Maarten Paes Bela Timnas Indonesia, Dunia Pers Korea Selatan: STY Berusaha Cetak Sejarah

Dunia Pers Korea Selatan terus memantau perkembangan sepak bola dalam Indonesia, khususnya tentang Timnas Indonesia . Terbaru, mereka turut mengomentari kedatangan Maarten Paes .

Dalam laporannya menyatakan bahwa bergabungnya Maarten Paes di dalam Timnas Indonesia menghasilkan skuad Shin Tae-yong semakin kuat. Ditambahkan, Shin Tae-yong akan berupaya keras menyebabkan Timnas Indonesia untuk kali pertama mentas pada Piala Dunia.

“Shin Tae-yong, yang dimaksud berjuang menyebabkan Indonesia ke Piala Planet untuk pertama kalinya pada sejarah, menjadi lebih lanjut kuat,” tulis Sports Chosun, Selasa (20/8/2024).

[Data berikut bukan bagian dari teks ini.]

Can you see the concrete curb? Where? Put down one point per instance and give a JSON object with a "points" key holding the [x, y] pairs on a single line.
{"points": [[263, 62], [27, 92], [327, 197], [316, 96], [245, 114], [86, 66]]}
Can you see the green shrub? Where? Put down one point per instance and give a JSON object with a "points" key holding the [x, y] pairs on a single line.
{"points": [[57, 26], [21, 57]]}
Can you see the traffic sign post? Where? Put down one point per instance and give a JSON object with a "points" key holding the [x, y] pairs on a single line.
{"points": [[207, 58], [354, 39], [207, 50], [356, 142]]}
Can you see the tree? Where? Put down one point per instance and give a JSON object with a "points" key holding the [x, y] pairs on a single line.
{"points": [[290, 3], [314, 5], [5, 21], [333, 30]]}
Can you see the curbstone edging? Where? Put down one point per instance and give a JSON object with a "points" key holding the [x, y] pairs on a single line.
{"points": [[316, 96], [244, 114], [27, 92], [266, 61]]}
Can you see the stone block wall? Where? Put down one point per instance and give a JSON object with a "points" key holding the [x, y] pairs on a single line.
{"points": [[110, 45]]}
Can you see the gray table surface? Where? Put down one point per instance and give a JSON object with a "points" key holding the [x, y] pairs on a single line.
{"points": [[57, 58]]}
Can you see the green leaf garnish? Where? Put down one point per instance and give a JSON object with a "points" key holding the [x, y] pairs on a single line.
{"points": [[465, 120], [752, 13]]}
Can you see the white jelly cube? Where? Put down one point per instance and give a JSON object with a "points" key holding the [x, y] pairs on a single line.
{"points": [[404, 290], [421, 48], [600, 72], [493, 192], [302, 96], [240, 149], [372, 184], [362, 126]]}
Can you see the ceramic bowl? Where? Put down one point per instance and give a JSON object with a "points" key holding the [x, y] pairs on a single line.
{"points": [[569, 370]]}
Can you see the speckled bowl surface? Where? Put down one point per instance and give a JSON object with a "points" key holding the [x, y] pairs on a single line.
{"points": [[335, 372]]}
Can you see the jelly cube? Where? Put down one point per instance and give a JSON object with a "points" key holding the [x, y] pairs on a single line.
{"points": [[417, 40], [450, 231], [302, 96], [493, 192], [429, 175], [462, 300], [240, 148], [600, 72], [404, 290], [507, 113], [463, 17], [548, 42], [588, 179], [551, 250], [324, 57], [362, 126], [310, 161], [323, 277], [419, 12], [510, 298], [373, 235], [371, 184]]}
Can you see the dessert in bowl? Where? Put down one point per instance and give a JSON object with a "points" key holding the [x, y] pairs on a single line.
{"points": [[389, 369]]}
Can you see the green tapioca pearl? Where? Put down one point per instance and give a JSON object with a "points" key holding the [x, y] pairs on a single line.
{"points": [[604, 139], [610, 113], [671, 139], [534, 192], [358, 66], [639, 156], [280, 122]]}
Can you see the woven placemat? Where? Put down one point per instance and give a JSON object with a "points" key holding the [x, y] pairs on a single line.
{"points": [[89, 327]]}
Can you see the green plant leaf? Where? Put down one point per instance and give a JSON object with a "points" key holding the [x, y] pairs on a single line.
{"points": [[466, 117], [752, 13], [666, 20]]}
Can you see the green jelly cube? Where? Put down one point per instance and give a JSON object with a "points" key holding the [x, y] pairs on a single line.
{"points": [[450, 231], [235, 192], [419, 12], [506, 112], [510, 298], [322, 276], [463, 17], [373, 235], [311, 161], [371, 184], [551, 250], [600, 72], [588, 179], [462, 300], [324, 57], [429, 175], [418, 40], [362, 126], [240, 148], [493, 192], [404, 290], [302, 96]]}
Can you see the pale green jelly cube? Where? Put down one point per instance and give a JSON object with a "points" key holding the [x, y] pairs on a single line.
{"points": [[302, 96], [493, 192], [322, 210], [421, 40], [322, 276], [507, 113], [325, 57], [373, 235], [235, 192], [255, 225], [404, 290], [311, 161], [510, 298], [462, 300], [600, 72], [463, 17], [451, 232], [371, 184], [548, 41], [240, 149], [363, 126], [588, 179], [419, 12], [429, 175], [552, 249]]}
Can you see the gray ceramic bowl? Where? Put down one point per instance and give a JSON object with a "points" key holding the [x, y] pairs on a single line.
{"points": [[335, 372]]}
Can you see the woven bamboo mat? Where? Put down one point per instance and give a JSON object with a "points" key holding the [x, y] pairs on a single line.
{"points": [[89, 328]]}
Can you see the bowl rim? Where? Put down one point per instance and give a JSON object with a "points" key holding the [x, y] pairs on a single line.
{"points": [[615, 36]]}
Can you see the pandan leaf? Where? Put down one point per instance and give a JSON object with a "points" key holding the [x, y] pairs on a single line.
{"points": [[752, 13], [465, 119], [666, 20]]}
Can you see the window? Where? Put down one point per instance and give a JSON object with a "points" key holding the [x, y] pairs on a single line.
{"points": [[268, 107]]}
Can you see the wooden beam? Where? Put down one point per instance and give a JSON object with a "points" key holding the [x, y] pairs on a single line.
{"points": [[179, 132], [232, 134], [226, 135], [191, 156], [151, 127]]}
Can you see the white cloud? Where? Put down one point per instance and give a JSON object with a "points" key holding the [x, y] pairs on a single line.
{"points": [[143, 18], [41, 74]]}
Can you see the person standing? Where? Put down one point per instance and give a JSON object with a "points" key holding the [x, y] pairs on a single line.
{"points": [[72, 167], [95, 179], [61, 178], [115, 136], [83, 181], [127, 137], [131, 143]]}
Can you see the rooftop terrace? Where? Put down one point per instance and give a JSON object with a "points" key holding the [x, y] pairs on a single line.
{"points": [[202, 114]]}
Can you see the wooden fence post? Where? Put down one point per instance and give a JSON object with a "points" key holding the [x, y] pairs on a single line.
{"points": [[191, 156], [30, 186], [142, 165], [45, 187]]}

PSSI diketahui menghasilkan kabar mengejutkan dengan mengumumkan Maarten Paes bisa jadi membela Timnas Indonesia. Kiper FC Dallas itu melintasi proses yang dimaksud mampu dibilang cukup lama untuk sah membela Skuad Garuda.

Maarten sejatinya sudah ada berstatus sebagai Warga Negara Indonesia (WNI) sejak April 2024 lalu. Akan tetapi, pemain berusia 26 tahun itu belum bisa jadi membela Skuad Garuda sebab terkendala hambatan perpindahan federasi.

Maarten Paes bahkan harus melakukan proses persidangan Pengadilan Arbitrase Olahraga (CAS) terkait perpindahan federasinya dari KNVB ke PSSI. Sampai akhirnya, hasil sidang banding dalam CAS berbuah manis juga FIFA sudah menyetujui perpindahan federasinya.

Timnas Indonesia sendiri belum pernah tampil di area event Piala Dunia. Namun demikian, Indonesia pernah terhitung sekali tampil di dalam event yang dimaksud ketika masih menggunakan nama Hindia Belanda.

Tentunya, ini merupakan kesempatan emas bagi Timnas Indonesia untuk tampil dalam Piala Dunia. Saat ini, Timnas Indonesia sudah ada berhasil menembus putaran ketiga Kualifikasi Piala Planet 2026 Zona Asia.

Maarten Paes juga kolega akan tergabung sama-sama Arab Saudi, Australia, Bahrain, China, serta Negeri Sakura di area Grup C. Pada laga pertama, Timnas Indonesia akan bersua Arab Saudi di area King Abdullah Sports City, Jeddah, Arab Saudi pada 5 September 2024 mendatang.